По давно укоренившейся привычке он ходил очень быстро, стремительно проносясь по больничным коридорам и заставляя жаться к стенам каталки и санитаров с носилками. Вот и сейчас он энергично шагал по набережной в своей обычной манере, обгоняя и оставляя далеко позади всех, кто шел с ним в одном направлении, когда заметил, что одна похожая на тень и маячившая впереди фигура никак не позволяет себя обогнать и сохраняет неизменную дистанцию. Должно быть, подсознательно он заприметил ее какое-то время назад, но обратив на нее осознанное внимание, понял, что уже довольно давно старается ее догнать. С ростом этого осознания в его воображении нарастала волна внезапного интереса, ибо фигура очень напоминала ему один сон, уже много лет приходивший к нему, когда он больше обычного бывал измотан работой.

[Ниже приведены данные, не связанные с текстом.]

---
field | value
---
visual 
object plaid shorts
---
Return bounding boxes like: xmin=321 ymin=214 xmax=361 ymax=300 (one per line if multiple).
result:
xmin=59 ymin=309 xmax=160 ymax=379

В таких случаях его и без того неважный сон становился из рук вон плохим и в количественном, и в качественном отношении, и тогда он просто лежал в том странном промежуточном состоянии между сном и явью, когда сон недостаточно крепок, чтобы погрузиться в него полностью, но и явь не настолько сильна, чтобы понять, что видишь сон. Всю ночь он скользил то туда, то сюда вдоль зыбкой грани сонного забытья, временами действительно погружаясь в царство сна, временами заглядывая в него более или менее осознанно и созерцая спектакль теней, словно некий кинофильм. Ему неизменно снились пейзажи — как на суше, так и на море, причем очень часто и то и другое вместе, что он приписывал своим долгим прогулкам в холмах в дни визитов к жене. Но все эти пейзажи всегда были совершенно безлюдны, с одним лишь исключением. В них изредка появлялась фигура в плаще и широкополой шляпе. Ее он приписывал рекламе портвейна «Сандеман», яркими огнями сверкавшей на стене дома, мимо которого он проходил из консультации на Уимпол-стрит к себе домой на Пимлико. Все было очень просто, вполне объяснимо, и хотя психология представляла для него лишь побочный интерес, разве что ради уточнения диагноза, он обладал достаточным практическим опытом, чтобы проследить один набор символов до усеянных дачными коттеджами холмов в окрестностях приморского городка, а другой — до часто попадавшейся на глаза рекламы. Один символ он относил к своей подавленной сексуальности, что почти наверняка присуще любому добропорядочному обывателю и тем более верно для профессионального медика, каким был он сам. Другой символ он приписывал своему подсознательному влечению к столь красочно разрекламированному стимулятору — вполне объяснимое желание у вконец уставшего, отягощенного бременем забот человека. Поскольку оба эти желания подавлялись без малейшего намека на компромисс, то даже доктор Руперт Энсли Малькольм, невропатолог и эндокринолог, видел, что они могут обернуться против него же и сбежать в его сны. Но ему никогда не приходило в голову, что они способны на большее.